Conduct Thorough Benzene Testing: Test drugs for benzene contamination at release and during stability, adhering to 21 CFR 211.165 and 211.166.
Respond to Benzene Levels Above 2 ppm: Do not release any drug product batch containing benzene above 2 ppm. If such batches are already distributed, contact the FDA to discuss potential recall actions.
Report Supply Disruptions: If withholding a product or initiating a recall affects drug supply, contact CDER’s Drug Shortages Staff immediately.
Submit Field Alert Reports (FARs): For NDA and ANDA products with benzene levels above 2 ppm, FARs are required as per 21 CFR 314.81(b)(1)(ii).

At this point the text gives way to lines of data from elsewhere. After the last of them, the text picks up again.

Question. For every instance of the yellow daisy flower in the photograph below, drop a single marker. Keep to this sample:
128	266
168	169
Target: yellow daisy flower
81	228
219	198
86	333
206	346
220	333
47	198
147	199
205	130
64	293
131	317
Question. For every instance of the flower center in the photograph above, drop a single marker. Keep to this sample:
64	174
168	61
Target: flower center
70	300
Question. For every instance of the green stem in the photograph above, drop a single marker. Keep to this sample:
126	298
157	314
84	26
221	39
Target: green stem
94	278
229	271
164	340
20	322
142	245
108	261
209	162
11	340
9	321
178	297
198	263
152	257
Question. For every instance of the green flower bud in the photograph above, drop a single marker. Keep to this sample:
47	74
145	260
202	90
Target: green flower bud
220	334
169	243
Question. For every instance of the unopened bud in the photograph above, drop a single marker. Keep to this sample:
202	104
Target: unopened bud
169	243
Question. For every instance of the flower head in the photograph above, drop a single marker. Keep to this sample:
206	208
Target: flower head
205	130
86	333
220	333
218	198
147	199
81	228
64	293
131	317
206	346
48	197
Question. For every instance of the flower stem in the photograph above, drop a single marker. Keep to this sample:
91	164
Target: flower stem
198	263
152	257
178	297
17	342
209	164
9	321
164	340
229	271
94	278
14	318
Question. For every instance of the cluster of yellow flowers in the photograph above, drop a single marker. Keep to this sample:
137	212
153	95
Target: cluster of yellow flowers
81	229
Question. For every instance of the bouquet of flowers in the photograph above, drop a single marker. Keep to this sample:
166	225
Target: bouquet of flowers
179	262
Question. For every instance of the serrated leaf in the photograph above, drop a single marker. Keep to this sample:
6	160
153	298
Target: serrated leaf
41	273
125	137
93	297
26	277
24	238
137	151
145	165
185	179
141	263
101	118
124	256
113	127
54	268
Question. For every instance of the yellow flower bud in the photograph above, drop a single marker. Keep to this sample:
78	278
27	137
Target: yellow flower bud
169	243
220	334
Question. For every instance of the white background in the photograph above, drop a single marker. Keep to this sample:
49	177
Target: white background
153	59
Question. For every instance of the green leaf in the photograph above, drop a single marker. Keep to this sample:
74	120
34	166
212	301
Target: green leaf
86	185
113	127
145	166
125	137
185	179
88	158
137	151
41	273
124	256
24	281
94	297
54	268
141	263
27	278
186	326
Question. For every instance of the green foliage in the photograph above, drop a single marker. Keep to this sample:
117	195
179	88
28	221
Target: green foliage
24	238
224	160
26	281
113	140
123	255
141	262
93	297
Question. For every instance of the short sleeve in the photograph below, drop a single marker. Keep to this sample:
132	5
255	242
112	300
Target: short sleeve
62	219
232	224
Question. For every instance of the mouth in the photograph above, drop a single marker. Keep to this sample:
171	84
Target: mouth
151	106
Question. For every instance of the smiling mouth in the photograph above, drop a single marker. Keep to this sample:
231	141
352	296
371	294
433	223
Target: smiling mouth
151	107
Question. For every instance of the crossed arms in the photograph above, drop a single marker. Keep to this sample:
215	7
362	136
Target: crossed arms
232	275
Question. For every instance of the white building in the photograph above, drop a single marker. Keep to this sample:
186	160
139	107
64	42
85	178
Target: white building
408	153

If benzene levels are below 2 ppm, contact FDA at CDERfirstname.lastname@example.org.
Contact FDA for Nonapplication Products: If testing reveals benzene in nonapplication products, including over-the-counter monograph drug products, contact the FDA and be prepared to provide test results and information on the potential benzene source.
Follow Specific Contact Protocols:
For drug product batches in distribution with benzene above 2 ppm: Submit FARs for ANDAs and NDAs, and contact appropriate Office of Regulatory Affairs (ORA) Division Recall Coordinators.
For active pharmaceutical ingredient (API) lots with benzene above 2 ppm: FDA will advise on next steps, including notifying entities that received contaminated API. Contact appropriate ORA Division Recall Coordinators.
For any drug product or API with benzene above the limit of detection but below 2 ppm: Be prepared to share methods and information on the potential source of benzene with the FDA. Contact FDA at CDERemail@example.com.
In the background of the guidance, the FDA discusses the risk associated with carbomers manufactured using benzene, outlines the regulatory stance on benzene levels in drug products, and asserts the need to switch to non-benzene-containing carbomer grades.
According to the Q3C guidance, if benzene use is necessary to produce a drug product that has significant therapeutic benefits, its levels should be limited to 2 parts per million (ppm).
Additionally, the guidance is aligned with the FDA's scale-up and post-approval changes (SUPAC) guidelines.
The FDA advises that when transitioning to non-benzene-containing grades of carbomers, drug manufacturers and applicants should assess the impact of these changes on the strength, quality, purity, and potency of the drug product.
The final guidance provides recommended reporting categories and documentation requirements for reformulating with different dosage forms. For instance, for semisolid dosage forms, the guidance specifies that applicants and manufacturers should adhere to the recommendations in the May 1997 SUPAC guidance for nonsterile semisolid dosage forms.